Nous pensons que cette sanction de l’autorité expropriante trouve sa source dans l’article 16 de la Constitution, lequel consacre qu’une expropriation ne peut être menée que sous réserve de trois conditions cumulatives, dont le but d’utilité publique. Dans la mesure où ce but n’est pas réalisé, l’autorité a l’obligation, sinon de rendre la propriété, à tout le moins d’offrir à l’exproprié de la récupérer. 

On peut également considérer que cette protection découle de l’article 1er du Premier protocole additionnel à la Convention européenne des droits de l’homme, lequel consacre la protection des biens et offre au citoyen une protection souvent plus large que celle offerte par le droit belge.

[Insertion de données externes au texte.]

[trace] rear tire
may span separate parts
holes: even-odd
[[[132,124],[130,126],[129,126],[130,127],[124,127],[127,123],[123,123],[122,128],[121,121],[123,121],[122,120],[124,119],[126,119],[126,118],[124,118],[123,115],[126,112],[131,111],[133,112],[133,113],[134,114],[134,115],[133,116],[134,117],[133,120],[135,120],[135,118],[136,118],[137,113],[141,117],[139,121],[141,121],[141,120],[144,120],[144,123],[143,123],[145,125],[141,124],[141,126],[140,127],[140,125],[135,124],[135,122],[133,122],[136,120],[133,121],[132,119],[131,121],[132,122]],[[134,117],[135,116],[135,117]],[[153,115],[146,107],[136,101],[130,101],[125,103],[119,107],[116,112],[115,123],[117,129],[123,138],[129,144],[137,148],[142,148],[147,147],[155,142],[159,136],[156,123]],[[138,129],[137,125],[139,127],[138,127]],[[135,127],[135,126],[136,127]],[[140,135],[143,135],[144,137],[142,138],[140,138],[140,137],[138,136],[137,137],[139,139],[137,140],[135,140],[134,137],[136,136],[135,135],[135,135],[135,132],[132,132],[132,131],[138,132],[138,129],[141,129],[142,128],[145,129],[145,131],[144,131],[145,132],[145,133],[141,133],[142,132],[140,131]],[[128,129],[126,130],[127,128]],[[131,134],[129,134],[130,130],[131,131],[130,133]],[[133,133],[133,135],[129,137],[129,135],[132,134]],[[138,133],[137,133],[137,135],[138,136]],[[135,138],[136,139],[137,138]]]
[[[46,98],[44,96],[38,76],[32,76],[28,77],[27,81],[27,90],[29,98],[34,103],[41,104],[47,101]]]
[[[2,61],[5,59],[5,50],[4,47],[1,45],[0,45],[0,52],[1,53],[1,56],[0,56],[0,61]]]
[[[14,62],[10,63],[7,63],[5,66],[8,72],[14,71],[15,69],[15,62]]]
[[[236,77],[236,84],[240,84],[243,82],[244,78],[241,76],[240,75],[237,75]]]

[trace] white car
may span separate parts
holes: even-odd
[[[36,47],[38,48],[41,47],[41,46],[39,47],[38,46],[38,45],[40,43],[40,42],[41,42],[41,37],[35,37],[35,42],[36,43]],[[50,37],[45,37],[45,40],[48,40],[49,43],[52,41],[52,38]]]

Alors que ce droit n’était pas contesté par les auteurs et ce, depuis longtemps, d’aucuns ont tenté de faire admettre que ce droit de rétrocession n’existait pas lorsque l’expropriation litigieuse avait été menée sur la base de la loi de 1962. Ces plaideurs soutenaient que, dès lors que le droit de rétrocession figure dans la seule loi de 1835, l’expropriant qui ne réalise pas le but d’utilité publique annoncé n’est pas lié par cette obligation d’offre de rétrocession.

Fort heureusement, la jurisprudence a rejeté cette théorie en considérant que le droit de rétrocession s’appliquait à tout type d’expropriation, quelle qu’ait été la loi de procédure. Par ailleurs, il n’est pas surprenant que la loi de 1962 soit muette sur le droit de rétrocession puisque cette loi d’extrême urgence, par définition, vise à accélérer le processus d’acquisition de la propriété, sans mot dire sur les éventuelles sanctions du pouvoir expropriant qui renonce à son projet, parfois des années plus tard…

Par des arrêts récents, la cour d’appel de Bruxelles a explicitement affirmé3 ce principe, de même que la Cour de cassation.4

De même, certaines législations ont explicitement exclu l’application du droit de rétrocession. Par un arrêt du 25 septembre 2014, la Cour constitutionnelle a toutefois considéré que pareille exclusion violait la Constitution.5


1 Voir Trib. Bruxelles, 12 mars 1998, J.L.M.B. 1999, p. 861 pour un bien exproprié en 1973 et rétrocédé en 1998.

2 Voir Liège, 23 fév. 1990, J.L.M.B., 1991, p. 1237 pour un excellent résumé de ces principes.

3 Bruxelles, 18 novembre 2008, T.R.O.S., Nieuwsbrief 2011, liv. 2, 21 ; Bruxelles… Janssens

4 Cass., 22 mai 2009, Pas., 2009, liv. 5, p. 1242, concl. Vandewal.

5 C. Cons., 25 sept. 2014, J.T., 2015, p. 677-678.